Reviews of speculative fiction, YA, middle grade, and graphic novels, along with stray thoughts, links, and pictures.
I've been excited about reading this for years. There's a short story set in not-quite-the-same-world that I read and instantly wanted more of. There was such a large shift from our world contained in those few pages. I could feel the depth of potential in this divergence from our timeline.
I did wonder if this was the right book for me when the first chapter felt ten thousand years long, describing every possible sound in a public square instead of just hanging the spies I was there to see hanged. No worries, though, after a bit of a slow start, this was magnificent.
In simple terms, this is a world where Alchemy is real. Real and used by Calvinists to create mechanical servants which supplant slavery with a far more efficient system. But that's the stepping off point as history has marched on hundreds of years since this not slight change.
This deviation ripples not just through the history of national politics, but of technology itself. The world is a very different place when mechanical man power is the most successful form of work we derive. A form of work requiring no fuel and a flat out denial of free will from the Dutch masters.

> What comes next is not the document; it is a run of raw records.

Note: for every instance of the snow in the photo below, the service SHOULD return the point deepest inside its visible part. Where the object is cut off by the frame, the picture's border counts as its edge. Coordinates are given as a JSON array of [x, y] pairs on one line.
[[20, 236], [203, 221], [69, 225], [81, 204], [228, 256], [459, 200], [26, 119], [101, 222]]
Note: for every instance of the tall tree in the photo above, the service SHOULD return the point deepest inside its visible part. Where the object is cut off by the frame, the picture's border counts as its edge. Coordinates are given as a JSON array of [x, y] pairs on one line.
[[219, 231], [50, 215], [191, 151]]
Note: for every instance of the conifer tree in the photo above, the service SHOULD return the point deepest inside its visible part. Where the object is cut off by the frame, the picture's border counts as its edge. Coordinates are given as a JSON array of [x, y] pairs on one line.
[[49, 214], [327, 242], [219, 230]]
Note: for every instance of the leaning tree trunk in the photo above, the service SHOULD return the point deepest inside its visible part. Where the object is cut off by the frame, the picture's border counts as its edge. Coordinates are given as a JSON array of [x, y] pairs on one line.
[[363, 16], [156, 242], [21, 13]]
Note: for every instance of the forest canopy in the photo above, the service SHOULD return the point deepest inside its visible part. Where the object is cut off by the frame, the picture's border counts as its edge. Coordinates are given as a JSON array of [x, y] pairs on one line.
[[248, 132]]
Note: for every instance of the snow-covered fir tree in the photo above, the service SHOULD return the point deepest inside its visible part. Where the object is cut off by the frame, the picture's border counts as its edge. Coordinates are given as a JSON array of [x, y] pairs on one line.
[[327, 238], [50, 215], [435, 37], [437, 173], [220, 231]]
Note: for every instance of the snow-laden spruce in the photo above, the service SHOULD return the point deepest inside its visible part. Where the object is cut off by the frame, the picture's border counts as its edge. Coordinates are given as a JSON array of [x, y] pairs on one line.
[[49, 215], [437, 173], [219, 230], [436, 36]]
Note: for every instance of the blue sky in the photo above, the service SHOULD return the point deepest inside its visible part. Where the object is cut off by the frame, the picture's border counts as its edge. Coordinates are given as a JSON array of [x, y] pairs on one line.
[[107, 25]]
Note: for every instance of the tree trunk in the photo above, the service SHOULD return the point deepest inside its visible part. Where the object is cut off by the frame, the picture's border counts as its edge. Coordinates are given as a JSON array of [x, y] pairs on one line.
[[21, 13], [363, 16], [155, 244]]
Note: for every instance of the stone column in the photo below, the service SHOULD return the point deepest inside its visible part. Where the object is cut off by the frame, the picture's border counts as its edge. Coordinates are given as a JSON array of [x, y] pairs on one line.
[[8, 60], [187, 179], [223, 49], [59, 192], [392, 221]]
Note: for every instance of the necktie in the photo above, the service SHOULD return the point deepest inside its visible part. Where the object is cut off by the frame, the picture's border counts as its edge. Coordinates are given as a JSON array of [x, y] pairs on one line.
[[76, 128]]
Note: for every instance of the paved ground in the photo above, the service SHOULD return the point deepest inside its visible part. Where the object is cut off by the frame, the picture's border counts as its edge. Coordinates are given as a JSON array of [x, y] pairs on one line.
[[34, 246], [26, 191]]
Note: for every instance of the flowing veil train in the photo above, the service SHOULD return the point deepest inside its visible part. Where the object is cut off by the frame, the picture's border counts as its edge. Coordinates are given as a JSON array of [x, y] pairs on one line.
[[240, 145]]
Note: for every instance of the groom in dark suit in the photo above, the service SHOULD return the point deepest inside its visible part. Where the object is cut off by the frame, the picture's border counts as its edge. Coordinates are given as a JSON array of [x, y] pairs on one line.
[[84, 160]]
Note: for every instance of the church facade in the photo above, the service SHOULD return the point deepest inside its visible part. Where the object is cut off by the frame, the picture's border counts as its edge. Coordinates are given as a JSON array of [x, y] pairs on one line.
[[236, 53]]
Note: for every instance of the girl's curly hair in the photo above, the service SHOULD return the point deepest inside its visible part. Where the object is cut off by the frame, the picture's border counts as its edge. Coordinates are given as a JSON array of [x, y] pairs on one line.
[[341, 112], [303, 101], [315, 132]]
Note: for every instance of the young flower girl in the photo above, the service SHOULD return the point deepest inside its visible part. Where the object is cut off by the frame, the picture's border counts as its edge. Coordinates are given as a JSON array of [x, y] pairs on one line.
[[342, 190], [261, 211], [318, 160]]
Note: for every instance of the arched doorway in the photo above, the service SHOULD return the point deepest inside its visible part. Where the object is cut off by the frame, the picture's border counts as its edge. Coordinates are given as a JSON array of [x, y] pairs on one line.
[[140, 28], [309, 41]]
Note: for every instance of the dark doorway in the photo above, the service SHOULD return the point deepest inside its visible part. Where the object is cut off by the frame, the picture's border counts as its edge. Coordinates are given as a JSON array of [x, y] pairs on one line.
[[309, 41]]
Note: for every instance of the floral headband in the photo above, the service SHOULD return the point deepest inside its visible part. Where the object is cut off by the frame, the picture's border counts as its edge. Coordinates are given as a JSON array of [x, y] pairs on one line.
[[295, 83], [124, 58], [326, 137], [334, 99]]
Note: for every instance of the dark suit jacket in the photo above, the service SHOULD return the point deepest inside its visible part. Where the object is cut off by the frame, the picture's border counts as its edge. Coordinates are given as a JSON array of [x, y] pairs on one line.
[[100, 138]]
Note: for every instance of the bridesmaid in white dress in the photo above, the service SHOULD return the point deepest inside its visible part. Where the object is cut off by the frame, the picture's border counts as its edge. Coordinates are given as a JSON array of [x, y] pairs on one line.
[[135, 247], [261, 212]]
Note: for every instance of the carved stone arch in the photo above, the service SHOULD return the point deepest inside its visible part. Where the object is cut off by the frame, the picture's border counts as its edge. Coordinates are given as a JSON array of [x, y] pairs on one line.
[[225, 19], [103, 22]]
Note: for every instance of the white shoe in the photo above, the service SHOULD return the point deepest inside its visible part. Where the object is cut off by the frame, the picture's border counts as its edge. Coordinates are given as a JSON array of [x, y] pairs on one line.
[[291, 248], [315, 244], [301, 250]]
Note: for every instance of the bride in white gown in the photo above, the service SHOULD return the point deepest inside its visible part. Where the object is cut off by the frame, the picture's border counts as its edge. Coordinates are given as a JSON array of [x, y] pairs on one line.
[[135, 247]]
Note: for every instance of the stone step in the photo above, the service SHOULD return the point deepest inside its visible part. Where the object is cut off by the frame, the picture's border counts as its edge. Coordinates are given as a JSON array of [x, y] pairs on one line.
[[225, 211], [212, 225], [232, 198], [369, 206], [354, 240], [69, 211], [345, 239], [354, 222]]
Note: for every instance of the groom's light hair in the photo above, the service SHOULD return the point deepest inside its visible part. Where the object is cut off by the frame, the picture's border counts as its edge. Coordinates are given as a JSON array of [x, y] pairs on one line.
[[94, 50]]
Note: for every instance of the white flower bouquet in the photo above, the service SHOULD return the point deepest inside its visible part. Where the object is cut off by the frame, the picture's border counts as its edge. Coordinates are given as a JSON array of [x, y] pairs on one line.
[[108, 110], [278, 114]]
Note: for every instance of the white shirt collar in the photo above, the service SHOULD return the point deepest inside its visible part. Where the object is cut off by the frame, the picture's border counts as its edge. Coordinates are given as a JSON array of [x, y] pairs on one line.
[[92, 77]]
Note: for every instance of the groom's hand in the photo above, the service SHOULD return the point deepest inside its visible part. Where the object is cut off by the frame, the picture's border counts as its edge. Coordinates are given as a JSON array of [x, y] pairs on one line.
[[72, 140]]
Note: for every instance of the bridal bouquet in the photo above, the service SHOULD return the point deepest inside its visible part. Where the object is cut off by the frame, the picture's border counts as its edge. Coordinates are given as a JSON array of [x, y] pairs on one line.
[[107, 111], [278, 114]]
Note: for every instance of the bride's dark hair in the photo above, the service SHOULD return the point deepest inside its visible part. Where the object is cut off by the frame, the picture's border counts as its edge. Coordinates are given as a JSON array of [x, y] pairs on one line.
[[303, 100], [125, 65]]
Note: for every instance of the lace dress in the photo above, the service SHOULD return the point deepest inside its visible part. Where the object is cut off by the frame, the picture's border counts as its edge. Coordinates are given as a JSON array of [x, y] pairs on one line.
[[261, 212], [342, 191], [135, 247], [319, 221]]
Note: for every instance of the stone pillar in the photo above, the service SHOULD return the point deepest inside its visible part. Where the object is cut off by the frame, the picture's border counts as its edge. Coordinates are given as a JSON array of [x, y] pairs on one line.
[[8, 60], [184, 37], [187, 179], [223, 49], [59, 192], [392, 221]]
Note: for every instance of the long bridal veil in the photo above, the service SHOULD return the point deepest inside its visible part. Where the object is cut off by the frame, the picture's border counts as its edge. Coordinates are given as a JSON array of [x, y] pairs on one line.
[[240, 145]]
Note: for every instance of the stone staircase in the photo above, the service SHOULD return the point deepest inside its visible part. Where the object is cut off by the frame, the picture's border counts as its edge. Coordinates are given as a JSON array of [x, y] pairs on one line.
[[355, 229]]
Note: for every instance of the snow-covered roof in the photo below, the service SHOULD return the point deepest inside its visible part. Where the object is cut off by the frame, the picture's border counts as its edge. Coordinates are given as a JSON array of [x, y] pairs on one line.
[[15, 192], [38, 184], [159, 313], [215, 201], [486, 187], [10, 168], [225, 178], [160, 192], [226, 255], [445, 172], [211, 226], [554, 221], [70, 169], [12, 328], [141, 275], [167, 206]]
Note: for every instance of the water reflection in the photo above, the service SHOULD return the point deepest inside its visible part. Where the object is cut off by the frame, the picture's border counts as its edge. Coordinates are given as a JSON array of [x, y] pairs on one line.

There are a few references to the forestalled development and advancements of steam engines that I've seen referenced at winking at how this setting isn't steampunk. A limited view of what has been erased. Without steam powered engines advancing, I suppose Carnot was a poet or a baker? So many technologies with no place in a world where cars could be carried by magically animated legs. This book is set in a 1920's that feels at least a hundred years behind on all that stuff I spent close to a decade getting an education, some, but not all, replaced with alchemical constructs. The New York of this 1920's is full of horse and cart transport, yet watched over by sentient airships. A 1920's without combustion engines. The French reference a supply train, but I suspect that's a group of wagons rather than a locomotive.
While the Dutch have taken over continental Europe with the obvious military superiority of clockwork terminators, their spread in North America has been slow. Slowed by their reliance on mechanical servants for the majority of labor, servants only constructed at a single forge in the Hague. That's about to change, with the construction of a new forge on the new world. Also, the current generation of Alchemists has begun to look beyond simple modifications to the human form for their creations. Shipping has been, for centuries done in galley ships rowed by Clakkers, labor fitted to the form rather than the form designed for the task. As Jax travels to the new world, he'll see new kinds of enslaved Clakkers.

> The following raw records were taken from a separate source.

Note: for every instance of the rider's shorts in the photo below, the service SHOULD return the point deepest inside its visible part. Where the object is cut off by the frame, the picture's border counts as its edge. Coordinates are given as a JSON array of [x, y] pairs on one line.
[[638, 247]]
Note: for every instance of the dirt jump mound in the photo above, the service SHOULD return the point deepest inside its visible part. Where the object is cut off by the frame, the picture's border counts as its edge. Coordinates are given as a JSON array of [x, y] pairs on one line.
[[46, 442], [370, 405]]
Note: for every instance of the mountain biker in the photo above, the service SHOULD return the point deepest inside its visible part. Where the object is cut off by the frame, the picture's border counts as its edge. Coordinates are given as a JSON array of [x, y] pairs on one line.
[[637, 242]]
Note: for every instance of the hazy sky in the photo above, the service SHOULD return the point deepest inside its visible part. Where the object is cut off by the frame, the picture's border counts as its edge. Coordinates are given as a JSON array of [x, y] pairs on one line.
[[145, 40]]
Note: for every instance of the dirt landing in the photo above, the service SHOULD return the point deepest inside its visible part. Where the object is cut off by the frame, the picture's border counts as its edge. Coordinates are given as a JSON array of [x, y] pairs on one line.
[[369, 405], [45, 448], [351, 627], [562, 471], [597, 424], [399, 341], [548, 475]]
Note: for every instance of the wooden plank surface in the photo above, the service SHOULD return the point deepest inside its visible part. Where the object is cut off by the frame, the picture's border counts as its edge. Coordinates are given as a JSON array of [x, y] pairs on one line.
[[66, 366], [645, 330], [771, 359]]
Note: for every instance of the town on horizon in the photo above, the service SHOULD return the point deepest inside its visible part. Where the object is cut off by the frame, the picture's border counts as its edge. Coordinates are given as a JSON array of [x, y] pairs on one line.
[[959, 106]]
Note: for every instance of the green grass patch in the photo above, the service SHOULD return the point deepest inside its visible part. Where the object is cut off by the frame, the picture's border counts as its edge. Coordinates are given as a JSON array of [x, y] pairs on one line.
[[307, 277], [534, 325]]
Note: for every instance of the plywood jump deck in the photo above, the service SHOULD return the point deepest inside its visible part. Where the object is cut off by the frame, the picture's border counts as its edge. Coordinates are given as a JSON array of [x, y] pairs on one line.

I don't want to go too deeply into plot. Spy thriller mixed with contemplation of free will, I hope that will do. Plot is never really more than a means to explore characters traveling between bouts of bloodshed anyway, right? Let me instead take a moment to briefly mention each POV character.
Jax, the Clakker who wants to be free is an everyman (or I suppose everyclakker) caught up in machinations well above his grasp of the world. His heightened senses lend a specific flavor to his chapters, one that took me a while to get into but once on board I rather enjoyed.
Berenice, the spy master who is almost as clever and well informed as she thinks. Her ends justify the means approach informing all her plans. I found it hard not to root for her, even when I thought her plan sounded ill-conceived.
Visser, a man who has been living in his head as a double agent for so long that he inevitably ends up living in his head. The stuff that happens to this man. I had at least 6 weeks of nightmares. It was glorious.
All three are convinced that Clakkers have souls, unlike the cultural bias trained into the Dutch. How each interacts with culturally constructed narratives might actually be more interesting than the ongoing discussion about the nature of free will the text continuously engages in. Jax, finding out how false the narratives about his kind are. Visser unable to communicate anything other than the face he projects during and after years of deep cover. Berenice, always able to find the right mask to play to expectations.
And by the end of this one, I have only the vaguest of notions what will happen next. We know what direction every character is heading and can take a guess at what will happen to at least one of them, but I cannot overstate how small that knowledge is in a world as vast as this.
The downside (beyond the year long wait for the second installment in this trilogy) is really the lack of a map. We see very little of the radically altered world, with only vague hints about locations other than the few visited herein. I wish I knew what the Dutch empire looked like. What was happening in South America. What have the Chinese done with alchemy? Have any other European countries managed to maintain their borders or establish colonies? Okay, forget map, apparently I want the cartoon history of the clockwork work included as an appendix. I think that's the best complement I can give an alternate history fantasy novel - that I want all the world building cataloged for my enjoyment.
The upside is that I have two more of these to look forward to.